Saturday, February 20, 2010

Rules for Reboot

Now that (500)
Days of Summer director Marc Webb has been slated to do a new Spider-Man reboot, it occurred to me that perhaps a few rules are in order before this new buzz word gets ground into dust.

  1. Give it a rest.

    Whatever the new Spidey flick ends up being called, it won't be the fastest turn-around ever seen between the time a franchise dies and is resurrected (that award goes to Hulk and its hybrid reboot/sequel five years later). But seriously, it took decades and rumors of countless other directors before Sam Raimi got the first one on the screen, and that one won't be ten years old before this superhero-in-high-school rethinking gets put upon us. There's a life cycle to these things: box office wonder, decline, obsolescence or kitch (or sometimes both), and then exile to oblivion where it should stay for a while. After all, how can we miss a franchise if it's always around?


  2. Stop it with the prodigy catapult. You're not fooling anybody.

    Someone made a really smart decision when they picked Christopher Nolan to reboot the dead-as-a-doornail Batman franchise. Nolan, at the time, had only two major features to his credit: the indie-smash Memento and the Pacino cop drama Insomnia. Both of these movies were deep-minder psychological set pieces and neither would lead one to think that Nolan was the perfect person to make a superhero blockbuster. So when he was picked, it all seemed so subversive. Young blood, uncorrupted by Hollywood success, and an actor's director to boot. Of course, this serious-mindedness is exactly what we got and is what turned Batman Begins and The Dark Knight into such great movies. So why is it that repeats of this model seemed doomed to fail? Look at poor Gavin Hood, the South African director who got noticed with his Iraq war drama Rendition, but ended up producing a stuttering (and stuttered) mess when asked to reboot the X-Men franchise (or at least the Wolverine part of it)? The difference is that Nolan was given the keys to his films and allowed to shape them with minimal interference. However, this trend of favoring inexperienced directors who are hungry for one big film is more often about picking a name who's eager to sign on and doesn't have the clout to push back when suits try running the show. If, let's say, that reboot of The Terminator happens, do you really think producers would look toward, say, Ridley Scott who has over thirty years of experience to ride on? At least the refurbished Bond movies have stuck a roster of qualified (if a bit odd) names for their films.

  3. If you're not doing anything new, it's a remake, not a reboot.

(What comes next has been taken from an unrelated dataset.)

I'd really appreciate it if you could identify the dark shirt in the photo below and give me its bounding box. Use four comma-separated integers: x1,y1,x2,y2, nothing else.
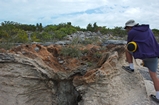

    Stephen Norrington (Mr. League of Extraordinary Gentlemen) may "reboot" The Crow. A Darren Aronofsky reboot of the Robocop series has become almost urban legend. And The Terminator is the latest name to be thrown into play. While an Aronofsky take on Mr. Tin Cop sounds cool, every single one of these sounds more like dredging up the originals with different names and a bit better effects in order to cash on the craze that everything that is old must be new again. What all of them lack is what Batman, Bond, and Star Trek all had- a new angle. Batman and Casino Royale both dumped the campy baggage their characters had built up over the decades and went for gritty realism. JJ Abrams took a franchise that had been strangled to death by its own over-wrought mythology and gave a gleeful FU to fans who insisted on strict adherence to cannon. If they make another The Crow, what's going to be different? Another dead guy beats the stuffing out of a different set of interchangeable bad guys while wearing slightly different face paint? Don't waste our time.

  4. We know things are hard all around…

    ...but don't turn reboots into just a chance to squeeze blood from a stone. The scariest thing about the new Spider-Man is how high its sets the bar before people start scrambling towards the familiar. Ok, not very many people liked Spider Man 3, but it did follow two certified blockbusters. One hiccup and its not back to the drawing board, but back in time? Follow this reasoning to its (ill)logical conclusion and if Iron Man 2 underperforms, we may see a reboot of that by 2013. Think back to Star Trek. That original film series made a run of 23 years and ten films, and more than a couple of them were dogs (cough- Star Trek V). By the time Nemesis came around it had probably been long overdue to put it out of its misery, but scrapping one successful franchise due to a stumble caused by getting in the director's way (see rule #2) may mean we'll be on a never-ending carousel of refitted and failing old ideas.